Discharge of six AEPs in north Belfast was justified

The Police Ombudsman, Dr Michael Maguire, has found that the use of six Attenuated Energy Projectiles (AEPs) by the police during public disorder in north Belfast on 12 July 2012 was proportionate and necessary in the circumstances.

As in all instances when police use their firearms, the incident was referred by the Chief Constable to the Police Ombudsman for independent investigation.

Police were confronted during the disorder by a hostile crowd who attacked them with petrol bombs, masonry, fireworks and many other items.  Rioters also set fire to stolen vehicles and pushed them towards police lines.

The police stated that due to the severity of the attack and concerns about the safety of police officers, authorisation was given for the deployment of AEPs, and at 7.32pm warnings were given about their imminent use.

Police records obtained by Police Ombudsman investigators showed that between 7.35pm and 9.06pm, AEPs were used six times against members of the crowd.  Each officer who fired a round documented their rationale for doing so.

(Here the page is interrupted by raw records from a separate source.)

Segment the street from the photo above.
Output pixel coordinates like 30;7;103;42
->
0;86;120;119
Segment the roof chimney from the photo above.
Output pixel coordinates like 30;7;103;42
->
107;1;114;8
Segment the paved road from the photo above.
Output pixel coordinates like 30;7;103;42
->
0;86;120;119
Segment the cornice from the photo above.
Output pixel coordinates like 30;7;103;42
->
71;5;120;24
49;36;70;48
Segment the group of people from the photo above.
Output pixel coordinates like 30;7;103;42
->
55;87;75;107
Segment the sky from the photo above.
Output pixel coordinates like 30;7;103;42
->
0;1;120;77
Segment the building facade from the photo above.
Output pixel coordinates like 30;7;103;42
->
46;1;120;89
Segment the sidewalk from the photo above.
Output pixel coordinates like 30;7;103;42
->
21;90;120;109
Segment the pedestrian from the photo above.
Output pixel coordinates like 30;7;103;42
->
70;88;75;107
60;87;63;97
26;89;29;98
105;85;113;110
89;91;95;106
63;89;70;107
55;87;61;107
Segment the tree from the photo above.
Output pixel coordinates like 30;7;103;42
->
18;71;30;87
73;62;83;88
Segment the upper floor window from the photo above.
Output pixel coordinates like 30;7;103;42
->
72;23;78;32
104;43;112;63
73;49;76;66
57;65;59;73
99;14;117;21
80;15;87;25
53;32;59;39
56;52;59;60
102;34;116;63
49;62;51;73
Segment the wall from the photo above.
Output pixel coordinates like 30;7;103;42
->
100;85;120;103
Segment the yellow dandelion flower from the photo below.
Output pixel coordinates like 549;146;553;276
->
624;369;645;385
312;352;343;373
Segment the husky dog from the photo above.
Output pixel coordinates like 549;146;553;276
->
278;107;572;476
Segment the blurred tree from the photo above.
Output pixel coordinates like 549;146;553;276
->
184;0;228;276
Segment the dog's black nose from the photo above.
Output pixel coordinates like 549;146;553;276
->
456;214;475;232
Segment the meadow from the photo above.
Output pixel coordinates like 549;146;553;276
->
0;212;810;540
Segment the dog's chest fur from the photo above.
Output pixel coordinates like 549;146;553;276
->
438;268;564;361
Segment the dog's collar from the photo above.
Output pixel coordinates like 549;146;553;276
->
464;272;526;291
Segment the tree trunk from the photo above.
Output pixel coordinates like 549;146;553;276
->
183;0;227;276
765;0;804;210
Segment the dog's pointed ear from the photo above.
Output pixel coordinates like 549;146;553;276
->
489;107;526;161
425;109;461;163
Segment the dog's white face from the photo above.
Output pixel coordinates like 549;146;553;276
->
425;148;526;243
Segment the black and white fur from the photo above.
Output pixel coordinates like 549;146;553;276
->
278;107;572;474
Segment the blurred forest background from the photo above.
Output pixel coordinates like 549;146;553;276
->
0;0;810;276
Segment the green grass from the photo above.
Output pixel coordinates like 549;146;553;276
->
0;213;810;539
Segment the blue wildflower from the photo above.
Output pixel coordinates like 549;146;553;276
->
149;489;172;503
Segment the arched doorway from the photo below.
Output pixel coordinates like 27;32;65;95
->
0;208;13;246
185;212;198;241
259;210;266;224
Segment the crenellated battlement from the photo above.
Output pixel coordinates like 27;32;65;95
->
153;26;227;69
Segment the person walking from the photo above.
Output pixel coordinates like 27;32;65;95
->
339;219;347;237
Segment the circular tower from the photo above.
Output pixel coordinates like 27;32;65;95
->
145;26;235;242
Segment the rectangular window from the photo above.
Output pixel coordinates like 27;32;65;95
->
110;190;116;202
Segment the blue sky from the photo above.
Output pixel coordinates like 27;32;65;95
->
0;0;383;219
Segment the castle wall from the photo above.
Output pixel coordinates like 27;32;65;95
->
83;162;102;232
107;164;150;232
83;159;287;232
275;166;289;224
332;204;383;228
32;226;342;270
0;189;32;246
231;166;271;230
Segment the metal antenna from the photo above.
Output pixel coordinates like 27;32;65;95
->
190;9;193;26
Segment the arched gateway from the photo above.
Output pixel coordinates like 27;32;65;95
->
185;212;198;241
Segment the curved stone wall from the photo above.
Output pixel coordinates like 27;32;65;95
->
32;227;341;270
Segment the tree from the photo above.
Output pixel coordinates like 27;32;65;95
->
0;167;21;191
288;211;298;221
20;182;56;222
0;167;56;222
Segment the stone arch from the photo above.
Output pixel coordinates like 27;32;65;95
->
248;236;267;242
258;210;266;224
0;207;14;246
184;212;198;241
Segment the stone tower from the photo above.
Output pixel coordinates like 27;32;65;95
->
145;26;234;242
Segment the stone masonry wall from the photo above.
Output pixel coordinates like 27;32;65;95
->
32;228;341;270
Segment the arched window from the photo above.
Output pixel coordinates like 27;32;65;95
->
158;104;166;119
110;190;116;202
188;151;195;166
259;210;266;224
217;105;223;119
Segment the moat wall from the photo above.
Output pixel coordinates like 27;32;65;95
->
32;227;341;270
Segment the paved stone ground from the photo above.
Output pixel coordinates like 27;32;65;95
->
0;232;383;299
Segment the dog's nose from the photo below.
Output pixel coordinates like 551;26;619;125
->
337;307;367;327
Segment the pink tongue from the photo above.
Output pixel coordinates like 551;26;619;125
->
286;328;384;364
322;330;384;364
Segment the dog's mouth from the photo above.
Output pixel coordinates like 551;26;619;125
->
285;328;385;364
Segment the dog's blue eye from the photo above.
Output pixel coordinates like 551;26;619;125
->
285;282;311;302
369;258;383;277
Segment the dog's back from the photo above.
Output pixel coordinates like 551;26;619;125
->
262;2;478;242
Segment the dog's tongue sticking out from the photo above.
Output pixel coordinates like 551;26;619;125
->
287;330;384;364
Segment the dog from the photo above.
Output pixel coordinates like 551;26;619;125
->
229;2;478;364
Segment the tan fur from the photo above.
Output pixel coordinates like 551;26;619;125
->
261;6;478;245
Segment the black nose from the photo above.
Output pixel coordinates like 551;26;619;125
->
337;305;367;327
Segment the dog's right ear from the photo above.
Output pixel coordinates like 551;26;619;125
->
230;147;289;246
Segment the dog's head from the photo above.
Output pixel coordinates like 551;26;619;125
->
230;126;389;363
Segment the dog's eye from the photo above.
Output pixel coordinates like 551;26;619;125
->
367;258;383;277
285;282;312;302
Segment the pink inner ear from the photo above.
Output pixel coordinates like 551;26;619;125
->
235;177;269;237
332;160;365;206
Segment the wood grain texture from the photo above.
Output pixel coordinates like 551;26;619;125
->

Officer 1 stated that he observed two separate males in the process of throwing petrol bombs and discharged one AEP at each of them.  Officer 2 discharged four AEPs, one at an individual with a petrol bomb and three at people who were attempting to set fire to a stolen car.

The police stated that four of the AEPs hit their targets.  No arrests were made.

The officers who fired the AEPs said they had done so to prevent individual rioters who were intent on causing serious injury to officers, and believed that the use of such force was necessary and justified.

Police guidance on the use of AEPs states that they should only be deployed when absolutely necessary to prevent the loss of life or serious injury.  They should not be used as a crowd control tactic but rather against selected aggressive individuals. 

On the basis of the available video evidence and other documentation available, Dr Maguire was satisfied that the AEP discharges in this instance were justified, proportionate and necessary in the circumstances.